The male flinched back as Tinker bore down on him.

“You saw children get off the train and you did nothing to help them?” Tinker asked.

Domi, they were not of my clan.” He said it as if it were a reasonable answer.

“They were children! You knew they were children — didn’t you?”

“Yes, domi,” the male said quietly, apparently still missing the point.

“You know that we’re at war with the oni. That the oni will kill and torture anyone they find unprotected.”

The light finally went on; it lit up a sign that read She’s Angry About Something. He started to look worried. “Yes, domi.”

“And you just let them go?”

If she weren’t so angry it would almost funny to watch him realize that telling the truth was going to screw him over, and yet, as an elf, he was unable to lie. “Domi—I–I—I did not care what happened to them.”

The last person that gotten her this angry, she’d beaten with a crowbar. She clenched her hands tight on the desire to beat the elf to a pulp. “Get out.”

Domi?” The male glanced at the various doors, unsure which direction she wanted him to go.

“Go home, pack your bags, and get out of Pittsburgh,” Tinker snapped. “I won’t have you in the Westernlands. I don’t want your kind — so blind in your petty hate that you bring down poison on a child that you don’t even know.”

Domi! Please. My household is here.”

“I don’t care!” She thrust her hand in the direction of the whelping pens and the ironwood forest beyond it. “Be glad that I don’t stake you out in the forest for whatever finds you! Be glad I don’t let you be raped by the oni, beaten senseless, and then eaten! Be glad that I have more morals than you!”

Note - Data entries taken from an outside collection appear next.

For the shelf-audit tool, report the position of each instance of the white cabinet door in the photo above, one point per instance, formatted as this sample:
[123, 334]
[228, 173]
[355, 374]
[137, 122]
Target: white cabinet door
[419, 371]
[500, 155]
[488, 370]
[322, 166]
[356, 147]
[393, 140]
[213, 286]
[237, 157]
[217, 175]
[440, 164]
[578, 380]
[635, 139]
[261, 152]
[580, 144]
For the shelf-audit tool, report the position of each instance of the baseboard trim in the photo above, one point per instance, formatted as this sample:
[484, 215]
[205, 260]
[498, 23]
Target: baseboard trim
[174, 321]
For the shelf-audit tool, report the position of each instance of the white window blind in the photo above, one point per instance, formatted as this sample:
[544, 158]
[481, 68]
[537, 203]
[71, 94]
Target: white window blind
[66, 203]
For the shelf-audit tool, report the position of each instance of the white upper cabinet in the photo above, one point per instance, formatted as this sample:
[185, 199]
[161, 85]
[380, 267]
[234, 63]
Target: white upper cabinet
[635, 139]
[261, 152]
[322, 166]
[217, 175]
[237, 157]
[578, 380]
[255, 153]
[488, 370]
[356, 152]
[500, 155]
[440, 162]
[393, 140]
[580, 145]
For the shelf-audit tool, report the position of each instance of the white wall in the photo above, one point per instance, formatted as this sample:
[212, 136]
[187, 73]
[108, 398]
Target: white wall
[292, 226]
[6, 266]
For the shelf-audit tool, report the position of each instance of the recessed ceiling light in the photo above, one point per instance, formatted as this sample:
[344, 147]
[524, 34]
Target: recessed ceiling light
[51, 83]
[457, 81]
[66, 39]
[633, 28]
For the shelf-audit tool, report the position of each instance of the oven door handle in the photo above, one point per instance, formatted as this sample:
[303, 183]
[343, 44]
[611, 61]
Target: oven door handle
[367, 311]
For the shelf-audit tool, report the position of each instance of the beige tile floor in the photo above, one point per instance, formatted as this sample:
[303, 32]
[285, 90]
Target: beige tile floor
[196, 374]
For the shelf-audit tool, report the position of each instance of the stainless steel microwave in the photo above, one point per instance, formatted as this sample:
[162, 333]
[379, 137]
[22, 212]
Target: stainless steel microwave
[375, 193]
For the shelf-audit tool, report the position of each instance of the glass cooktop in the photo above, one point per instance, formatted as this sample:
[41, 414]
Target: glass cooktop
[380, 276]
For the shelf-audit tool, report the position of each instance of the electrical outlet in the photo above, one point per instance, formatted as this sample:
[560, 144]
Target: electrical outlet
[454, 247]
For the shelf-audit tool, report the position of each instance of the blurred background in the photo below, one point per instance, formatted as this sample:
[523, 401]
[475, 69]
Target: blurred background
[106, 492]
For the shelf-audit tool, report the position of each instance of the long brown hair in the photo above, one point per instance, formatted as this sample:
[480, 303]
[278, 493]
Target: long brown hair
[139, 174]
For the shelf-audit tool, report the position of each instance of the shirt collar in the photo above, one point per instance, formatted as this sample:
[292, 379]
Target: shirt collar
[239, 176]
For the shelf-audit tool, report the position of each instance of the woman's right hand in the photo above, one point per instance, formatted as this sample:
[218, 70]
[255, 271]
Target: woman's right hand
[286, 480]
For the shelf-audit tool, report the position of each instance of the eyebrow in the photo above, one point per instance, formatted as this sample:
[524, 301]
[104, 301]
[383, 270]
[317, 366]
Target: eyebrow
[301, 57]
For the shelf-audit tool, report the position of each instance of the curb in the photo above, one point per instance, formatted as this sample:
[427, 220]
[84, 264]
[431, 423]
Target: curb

The elf had gone completely ashen. “Yes, domi.”

“Get out! Now!” Tinker shouted.

He bowed and fled.

She turned toward the other Wind Clan elves that were standing, listening, mouths open. “If anyone allows harm to come to another child — be it human or Stone Clan or tengu — I don’t care what it is — if anyone allows harm to come to another child, I’ll see them gone!”

She was still shaking in anger as she stormed out of the train station. It wasn’t until she reached the Rolls that she realized that she just assumed she had the power to kick an elf out of Westernlands.

“I can do that — can’t I?” she asked Pony. “I can tell him to go?”

“Yes, domi, you can, and considering we are at war with the oni, it was wise that you made an example of him.”